“So you were.”
A servant knocked, with a note for Mrs. Manstey. As she took it and turned to leave the room, her smile, caressingly including Rose, went past her and lingered a thought longer—as people's smiles had a way of doing—with Edith.
“I know you're tired,” she added to her smile. “Five hours of train—Get into something cool and rest. Luncheon isn't until two.”
She disappeared, and Rose looked at her sister, who, with her hat in her hand, was going into her room.
“Well—?” Rose lifted her voice in its faint drawl of interrogation.
Edith looked at her absently. “I don't know,” she said, drawing her straight brows into a puzzled frown. “I'm as far away as ever—I'm so perplexed.”

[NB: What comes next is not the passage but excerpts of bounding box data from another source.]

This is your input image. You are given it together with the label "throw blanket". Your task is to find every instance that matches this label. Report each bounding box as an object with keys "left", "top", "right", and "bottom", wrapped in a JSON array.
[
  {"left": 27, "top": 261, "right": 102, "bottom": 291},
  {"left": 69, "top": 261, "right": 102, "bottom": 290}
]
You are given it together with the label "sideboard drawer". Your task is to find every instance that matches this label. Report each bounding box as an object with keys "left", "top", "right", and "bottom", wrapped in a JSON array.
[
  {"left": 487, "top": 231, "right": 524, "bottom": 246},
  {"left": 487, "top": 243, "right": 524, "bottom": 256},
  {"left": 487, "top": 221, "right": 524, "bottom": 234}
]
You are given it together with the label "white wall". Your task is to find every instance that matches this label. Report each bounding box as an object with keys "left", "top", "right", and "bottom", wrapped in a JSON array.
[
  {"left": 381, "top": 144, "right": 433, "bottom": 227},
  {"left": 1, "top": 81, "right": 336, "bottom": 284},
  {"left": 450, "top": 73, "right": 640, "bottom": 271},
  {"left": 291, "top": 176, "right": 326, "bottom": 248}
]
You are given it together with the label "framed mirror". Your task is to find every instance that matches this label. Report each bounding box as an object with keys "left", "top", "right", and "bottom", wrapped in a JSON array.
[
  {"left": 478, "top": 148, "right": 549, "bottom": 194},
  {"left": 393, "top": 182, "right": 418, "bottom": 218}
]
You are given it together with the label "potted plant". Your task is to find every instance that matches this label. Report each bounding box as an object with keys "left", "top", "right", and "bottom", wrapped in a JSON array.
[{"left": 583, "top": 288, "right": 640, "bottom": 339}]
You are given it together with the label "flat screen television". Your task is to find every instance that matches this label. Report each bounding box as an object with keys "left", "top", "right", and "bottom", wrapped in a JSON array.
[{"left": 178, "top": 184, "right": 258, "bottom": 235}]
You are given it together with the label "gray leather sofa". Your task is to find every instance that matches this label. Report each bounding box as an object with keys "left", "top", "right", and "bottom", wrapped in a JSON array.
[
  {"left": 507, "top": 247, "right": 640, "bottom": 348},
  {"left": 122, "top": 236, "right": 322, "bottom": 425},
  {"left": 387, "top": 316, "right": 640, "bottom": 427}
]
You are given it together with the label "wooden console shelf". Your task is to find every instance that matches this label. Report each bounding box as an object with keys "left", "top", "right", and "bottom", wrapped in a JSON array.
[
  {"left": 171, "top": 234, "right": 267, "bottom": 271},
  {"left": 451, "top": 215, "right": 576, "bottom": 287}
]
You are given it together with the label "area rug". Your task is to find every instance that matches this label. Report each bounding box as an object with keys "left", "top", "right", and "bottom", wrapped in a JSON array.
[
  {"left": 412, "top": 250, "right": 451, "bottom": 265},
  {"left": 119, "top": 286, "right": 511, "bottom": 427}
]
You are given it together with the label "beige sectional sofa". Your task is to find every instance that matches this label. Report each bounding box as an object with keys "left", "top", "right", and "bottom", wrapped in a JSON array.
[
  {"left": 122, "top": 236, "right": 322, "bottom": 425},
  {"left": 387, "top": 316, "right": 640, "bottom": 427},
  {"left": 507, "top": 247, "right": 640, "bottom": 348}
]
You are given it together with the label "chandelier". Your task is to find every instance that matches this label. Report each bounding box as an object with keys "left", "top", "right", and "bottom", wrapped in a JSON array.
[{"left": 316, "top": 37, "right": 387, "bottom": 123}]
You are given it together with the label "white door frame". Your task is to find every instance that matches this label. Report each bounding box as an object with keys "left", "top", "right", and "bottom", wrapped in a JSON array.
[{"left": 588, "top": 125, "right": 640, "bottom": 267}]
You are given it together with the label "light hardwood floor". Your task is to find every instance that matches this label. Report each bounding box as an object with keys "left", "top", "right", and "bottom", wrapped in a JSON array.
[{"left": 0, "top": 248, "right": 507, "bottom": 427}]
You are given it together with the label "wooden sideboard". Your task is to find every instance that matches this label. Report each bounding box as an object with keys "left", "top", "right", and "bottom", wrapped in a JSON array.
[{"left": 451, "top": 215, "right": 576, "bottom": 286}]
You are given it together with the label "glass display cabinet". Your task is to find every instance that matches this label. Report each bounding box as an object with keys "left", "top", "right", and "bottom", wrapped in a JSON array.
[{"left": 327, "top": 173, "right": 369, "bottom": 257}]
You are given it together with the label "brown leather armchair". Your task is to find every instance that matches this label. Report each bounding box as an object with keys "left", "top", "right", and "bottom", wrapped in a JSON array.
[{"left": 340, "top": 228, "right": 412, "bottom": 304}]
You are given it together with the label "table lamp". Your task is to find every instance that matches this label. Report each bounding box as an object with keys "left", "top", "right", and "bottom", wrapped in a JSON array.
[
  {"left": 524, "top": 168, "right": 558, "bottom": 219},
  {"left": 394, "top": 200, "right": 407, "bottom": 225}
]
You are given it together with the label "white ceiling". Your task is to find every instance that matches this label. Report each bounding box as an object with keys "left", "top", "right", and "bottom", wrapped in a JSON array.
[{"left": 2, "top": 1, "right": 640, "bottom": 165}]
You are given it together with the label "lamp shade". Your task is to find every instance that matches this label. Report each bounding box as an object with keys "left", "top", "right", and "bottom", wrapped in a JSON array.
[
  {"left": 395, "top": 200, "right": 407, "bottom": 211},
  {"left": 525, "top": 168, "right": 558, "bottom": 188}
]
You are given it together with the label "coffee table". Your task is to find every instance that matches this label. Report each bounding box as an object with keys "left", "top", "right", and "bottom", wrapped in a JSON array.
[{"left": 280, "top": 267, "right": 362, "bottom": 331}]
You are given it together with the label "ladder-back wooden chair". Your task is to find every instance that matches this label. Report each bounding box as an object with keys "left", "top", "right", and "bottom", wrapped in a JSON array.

“Well—you'll have to decide, you know.”
Edith shook her head impatiently and went into her room, closing the door. She hurried out of her dusty travelling things into cool freshness, and, settled in the most comfortable chair, gave herself up to an apparently endless fit of musing. She was so physically content that her mind refused to respond with any vigorous effort; to think at all was a crumpled rose-leaf.
From the lower hall the clock chimed one with musical vibrations. Edith leaned forward with her chin on her hand, driving her thoughts into a definite path. The curtains stirred in a breeze from the out-of-doors whose domain swept with country greenness and adventitious care away from the window under the high brilliance of the sun.
Close to the window a writing-table, with blotter, pens, and ink, made a focal-point for her gaze. At first a mere detail in her line of vision, it attained by degrees, it seemed, a definite relevancy to her train of thought. She looked in her portmanteau for her desk, and getting out some note-paper, went to the table and began to write a letter.